Pick up any of the books by folklorist Jan Harold Brunvand (here’s one) for a somewhat depressing but certainly eye-opening series of easily and repeatedly debunked tales nevertheless reported in the media as being true and then, less often than you’d hope, followed up with a sheepish retraction and/or clarification.

Not to put too fine a point on it, but the razor blade in the apple is just as widely discussed, and just as apocryphal, as the gerbil in the bum.

Well, it had to happen sooner or later. :wink:

Throughout history people have let their actions be guided by rumors and superstitions. Why assume we’re immune?

We usually end up throwing out Bear’s candy. He likes collecting it but he really doesn’t eat much of it. Cool huh?

I have read several of Dr. Brunvand’s books and he is forever debunking this myth. Even as a child I thought “Well just how the heck do you get a razor in an apple so that no one notices it?”
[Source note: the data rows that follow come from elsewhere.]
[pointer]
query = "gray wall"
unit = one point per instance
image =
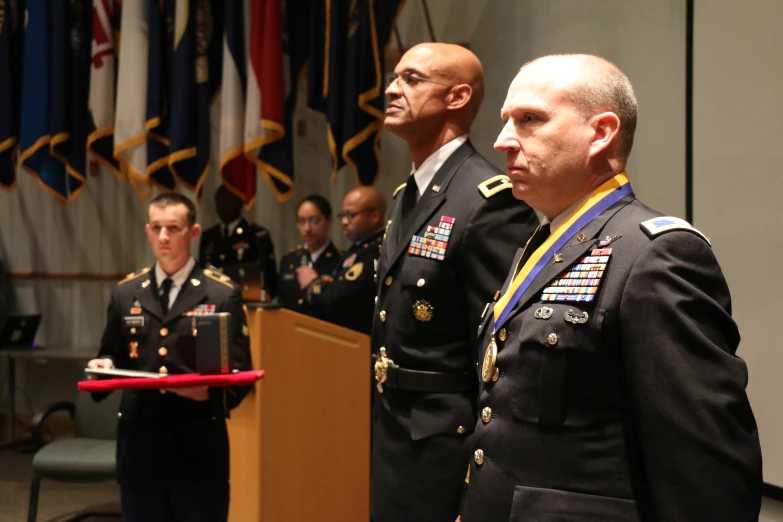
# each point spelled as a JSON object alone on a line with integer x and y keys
{"x": 738, "y": 110}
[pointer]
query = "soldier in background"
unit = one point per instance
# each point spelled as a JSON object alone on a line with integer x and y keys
{"x": 235, "y": 241}
{"x": 454, "y": 228}
{"x": 313, "y": 219}
{"x": 346, "y": 296}
{"x": 172, "y": 446}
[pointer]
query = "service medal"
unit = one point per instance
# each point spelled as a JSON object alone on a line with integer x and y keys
{"x": 490, "y": 357}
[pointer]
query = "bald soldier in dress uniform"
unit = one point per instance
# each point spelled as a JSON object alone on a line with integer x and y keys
{"x": 346, "y": 297}
{"x": 611, "y": 390}
{"x": 236, "y": 241}
{"x": 453, "y": 229}
{"x": 172, "y": 446}
{"x": 313, "y": 219}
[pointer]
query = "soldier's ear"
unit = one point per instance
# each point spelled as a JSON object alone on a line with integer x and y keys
{"x": 459, "y": 96}
{"x": 195, "y": 230}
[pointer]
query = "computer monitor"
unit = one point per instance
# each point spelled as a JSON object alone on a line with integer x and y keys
{"x": 19, "y": 331}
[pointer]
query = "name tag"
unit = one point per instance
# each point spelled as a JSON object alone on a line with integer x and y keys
{"x": 134, "y": 321}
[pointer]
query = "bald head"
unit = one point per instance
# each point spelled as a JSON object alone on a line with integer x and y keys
{"x": 594, "y": 85}
{"x": 437, "y": 94}
{"x": 455, "y": 65}
{"x": 363, "y": 212}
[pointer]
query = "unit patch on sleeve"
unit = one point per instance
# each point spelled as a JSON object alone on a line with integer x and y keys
{"x": 660, "y": 225}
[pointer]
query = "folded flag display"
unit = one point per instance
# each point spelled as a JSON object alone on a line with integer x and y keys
{"x": 185, "y": 380}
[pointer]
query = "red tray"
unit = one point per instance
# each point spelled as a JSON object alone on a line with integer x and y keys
{"x": 184, "y": 380}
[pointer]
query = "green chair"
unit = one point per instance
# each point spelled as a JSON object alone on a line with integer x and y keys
{"x": 89, "y": 456}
There used to be double-edged razor blades that didn’t have the thick metal lip opposite the sharp edge. (They still might be available, but I don’t buy a lot of razor blades, so I haven’t had to look.) The double-edge blades are much thinner and easier to hide, I’d imagine. (Note: I don’t put razor blades into apples, either.)

One negative aspect to all this publicity about adulterated candy is that it can lull parents into complacency about other, more likely, safety problems like obstructed vision from costumes and getting hit by cars (one of the reasons I piss and moan every year about parents driving their kids trick-or-treating).
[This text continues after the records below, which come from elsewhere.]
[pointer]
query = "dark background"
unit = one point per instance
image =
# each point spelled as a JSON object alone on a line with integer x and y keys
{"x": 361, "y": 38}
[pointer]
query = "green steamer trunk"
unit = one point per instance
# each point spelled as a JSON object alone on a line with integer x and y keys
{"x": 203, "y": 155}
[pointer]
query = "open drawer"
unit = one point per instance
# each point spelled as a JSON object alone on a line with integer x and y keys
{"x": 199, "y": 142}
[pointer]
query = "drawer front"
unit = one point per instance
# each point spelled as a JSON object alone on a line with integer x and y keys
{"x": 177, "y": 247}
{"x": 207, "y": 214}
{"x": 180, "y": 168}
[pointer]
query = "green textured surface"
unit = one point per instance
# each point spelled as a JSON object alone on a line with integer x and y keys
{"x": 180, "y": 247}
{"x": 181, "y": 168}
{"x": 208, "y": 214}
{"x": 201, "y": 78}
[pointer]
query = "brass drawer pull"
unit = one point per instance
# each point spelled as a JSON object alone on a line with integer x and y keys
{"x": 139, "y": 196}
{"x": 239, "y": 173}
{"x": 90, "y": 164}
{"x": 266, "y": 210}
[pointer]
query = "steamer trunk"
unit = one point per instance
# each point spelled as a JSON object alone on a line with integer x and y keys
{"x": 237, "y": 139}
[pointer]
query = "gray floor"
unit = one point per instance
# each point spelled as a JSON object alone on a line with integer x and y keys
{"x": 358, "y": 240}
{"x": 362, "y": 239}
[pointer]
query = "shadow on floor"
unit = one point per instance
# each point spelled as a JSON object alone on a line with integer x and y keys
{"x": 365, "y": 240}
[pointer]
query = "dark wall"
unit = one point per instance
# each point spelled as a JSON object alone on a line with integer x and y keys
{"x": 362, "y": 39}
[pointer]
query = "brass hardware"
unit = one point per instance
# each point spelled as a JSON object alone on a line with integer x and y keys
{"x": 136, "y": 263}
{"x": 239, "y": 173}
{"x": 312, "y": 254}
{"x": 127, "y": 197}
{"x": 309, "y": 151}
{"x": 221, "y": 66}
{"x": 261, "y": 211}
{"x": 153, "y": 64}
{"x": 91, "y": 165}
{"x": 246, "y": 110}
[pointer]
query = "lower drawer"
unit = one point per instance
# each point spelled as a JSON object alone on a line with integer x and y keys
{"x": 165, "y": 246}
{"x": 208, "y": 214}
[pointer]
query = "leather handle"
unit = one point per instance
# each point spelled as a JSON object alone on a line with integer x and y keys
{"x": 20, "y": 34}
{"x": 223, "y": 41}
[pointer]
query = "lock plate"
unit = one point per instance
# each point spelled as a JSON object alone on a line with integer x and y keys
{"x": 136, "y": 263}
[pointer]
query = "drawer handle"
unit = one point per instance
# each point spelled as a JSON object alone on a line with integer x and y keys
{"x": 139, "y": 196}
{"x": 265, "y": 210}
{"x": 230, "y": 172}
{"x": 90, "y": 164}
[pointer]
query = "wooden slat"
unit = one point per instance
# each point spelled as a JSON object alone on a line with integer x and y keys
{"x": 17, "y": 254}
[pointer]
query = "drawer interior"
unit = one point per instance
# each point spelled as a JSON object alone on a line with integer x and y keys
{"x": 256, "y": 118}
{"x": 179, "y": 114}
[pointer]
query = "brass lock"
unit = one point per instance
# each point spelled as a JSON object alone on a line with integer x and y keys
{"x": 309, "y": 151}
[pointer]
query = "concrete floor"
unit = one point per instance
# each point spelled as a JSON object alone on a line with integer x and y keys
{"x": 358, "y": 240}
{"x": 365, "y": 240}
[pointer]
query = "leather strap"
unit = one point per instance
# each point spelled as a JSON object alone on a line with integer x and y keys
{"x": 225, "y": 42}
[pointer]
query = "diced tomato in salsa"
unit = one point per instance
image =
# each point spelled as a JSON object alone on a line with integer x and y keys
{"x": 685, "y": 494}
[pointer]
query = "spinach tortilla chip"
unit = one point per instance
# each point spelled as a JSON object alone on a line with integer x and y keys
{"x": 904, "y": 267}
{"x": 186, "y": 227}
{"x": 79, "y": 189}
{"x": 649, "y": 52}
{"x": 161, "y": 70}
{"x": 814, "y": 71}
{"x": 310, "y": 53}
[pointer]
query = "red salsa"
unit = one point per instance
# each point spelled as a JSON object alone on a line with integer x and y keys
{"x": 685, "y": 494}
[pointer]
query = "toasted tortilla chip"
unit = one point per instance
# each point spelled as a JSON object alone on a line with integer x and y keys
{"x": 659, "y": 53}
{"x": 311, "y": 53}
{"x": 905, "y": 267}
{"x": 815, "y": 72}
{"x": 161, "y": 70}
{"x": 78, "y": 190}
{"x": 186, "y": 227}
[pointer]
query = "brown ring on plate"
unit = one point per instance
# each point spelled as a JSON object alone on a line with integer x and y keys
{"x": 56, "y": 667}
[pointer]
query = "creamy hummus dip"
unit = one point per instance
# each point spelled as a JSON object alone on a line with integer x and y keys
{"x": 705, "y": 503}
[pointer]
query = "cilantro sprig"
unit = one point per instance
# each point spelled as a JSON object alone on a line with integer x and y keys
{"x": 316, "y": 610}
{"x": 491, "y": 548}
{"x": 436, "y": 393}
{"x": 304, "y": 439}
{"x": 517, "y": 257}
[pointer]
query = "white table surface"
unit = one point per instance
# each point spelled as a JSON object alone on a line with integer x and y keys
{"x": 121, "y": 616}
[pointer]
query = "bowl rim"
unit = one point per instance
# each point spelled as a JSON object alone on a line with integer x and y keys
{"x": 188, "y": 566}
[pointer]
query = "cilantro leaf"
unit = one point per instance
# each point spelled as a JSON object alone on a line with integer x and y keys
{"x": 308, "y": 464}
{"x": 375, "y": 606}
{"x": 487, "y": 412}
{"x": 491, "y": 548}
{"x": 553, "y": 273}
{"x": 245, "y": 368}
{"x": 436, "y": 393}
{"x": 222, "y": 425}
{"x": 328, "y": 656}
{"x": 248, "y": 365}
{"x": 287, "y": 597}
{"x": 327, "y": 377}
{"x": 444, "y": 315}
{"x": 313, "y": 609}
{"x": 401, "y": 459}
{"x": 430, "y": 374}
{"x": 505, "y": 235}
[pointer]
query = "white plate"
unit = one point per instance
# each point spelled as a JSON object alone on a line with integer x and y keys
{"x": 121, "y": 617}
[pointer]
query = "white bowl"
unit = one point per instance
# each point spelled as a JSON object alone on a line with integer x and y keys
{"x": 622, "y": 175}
That’s a valid point I hadn’t thought of,MsRobyn . My reasoning even at the tender age of about 9 or 10 was: to push the razor in far enough that it wouldn’t be seen you would have to do some damage to the apple at that spot. While I might eat the rest of the apple I wouldn’t eat that area at all. Just a born skeptic I guess. Also I was never an “eat all the way to the core” type of child.

But the mask and visibility issues are far more important. I drive Bear around a bit. We live in a city neighborhood. Not a lot of houses here. And most of his friends live to far away to walk especially as it was SNOWING here Friday night! But being a delivery person I am used to watching for kids in the road.:wink:

The 1974 case here in the Houston area (mentioned in the first Snopes link above) had a huge impact.
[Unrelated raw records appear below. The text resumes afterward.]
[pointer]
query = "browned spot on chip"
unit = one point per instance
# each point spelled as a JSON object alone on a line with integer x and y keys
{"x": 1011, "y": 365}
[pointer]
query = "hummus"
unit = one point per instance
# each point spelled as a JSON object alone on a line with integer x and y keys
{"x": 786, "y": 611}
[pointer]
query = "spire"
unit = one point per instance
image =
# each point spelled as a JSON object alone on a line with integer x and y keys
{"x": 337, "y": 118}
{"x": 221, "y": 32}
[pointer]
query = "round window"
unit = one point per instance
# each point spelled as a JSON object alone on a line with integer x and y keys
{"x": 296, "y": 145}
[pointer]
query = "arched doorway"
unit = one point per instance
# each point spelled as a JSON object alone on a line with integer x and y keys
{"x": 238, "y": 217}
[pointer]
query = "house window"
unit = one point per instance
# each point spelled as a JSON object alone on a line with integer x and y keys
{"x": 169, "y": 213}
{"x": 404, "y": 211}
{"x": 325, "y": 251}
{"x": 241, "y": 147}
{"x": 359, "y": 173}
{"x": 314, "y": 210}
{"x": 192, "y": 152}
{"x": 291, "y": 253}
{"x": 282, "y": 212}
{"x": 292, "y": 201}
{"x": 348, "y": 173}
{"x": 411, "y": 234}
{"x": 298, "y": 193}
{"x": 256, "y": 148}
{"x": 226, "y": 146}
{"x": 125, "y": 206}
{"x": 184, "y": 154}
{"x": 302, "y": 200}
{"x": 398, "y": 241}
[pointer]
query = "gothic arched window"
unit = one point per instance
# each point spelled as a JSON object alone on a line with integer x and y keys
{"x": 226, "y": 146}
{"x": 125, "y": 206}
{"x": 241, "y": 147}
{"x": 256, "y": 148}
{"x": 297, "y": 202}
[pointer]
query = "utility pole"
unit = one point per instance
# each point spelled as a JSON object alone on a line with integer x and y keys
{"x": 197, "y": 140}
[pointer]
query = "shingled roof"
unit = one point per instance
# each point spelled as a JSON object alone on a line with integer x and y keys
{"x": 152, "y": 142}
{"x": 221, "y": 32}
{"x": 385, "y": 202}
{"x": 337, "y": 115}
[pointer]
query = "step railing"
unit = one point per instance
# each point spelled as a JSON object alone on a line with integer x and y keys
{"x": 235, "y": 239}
While it wasn’t a case of random poisoning (it was a guy offin’ his kid for insurance bucks), it was initially reported as possibly being so. I don’t remember if it turned out to be the case, but it was speculated that he might have distributed more poison Pixie Stix to throw the cops off the trail.

Anyway, it was big news here, and it changed Halloween forever in Houston.

There is a very recent case in Germany. A woman put razor blades in chocolate bars and gave them to people. She was caught last week, so it wasn’t really at Halloween.


Hmmm…it doesn’t seem to be on the web yet, but I heard a “top of the hour” news brief on a local NPR station about a sewing needle found in a candy bar from this Halloween.

I’ll check back in tomorrow to let you know if NPR got hoodwinked, or if someone really was inspired by the UL.

Clarification…I know from reading Snopes that there have been other incidents, but I was intrigued by one being reported mere hours before I opened the thread.

Note to self: don’t post on Sunday nights.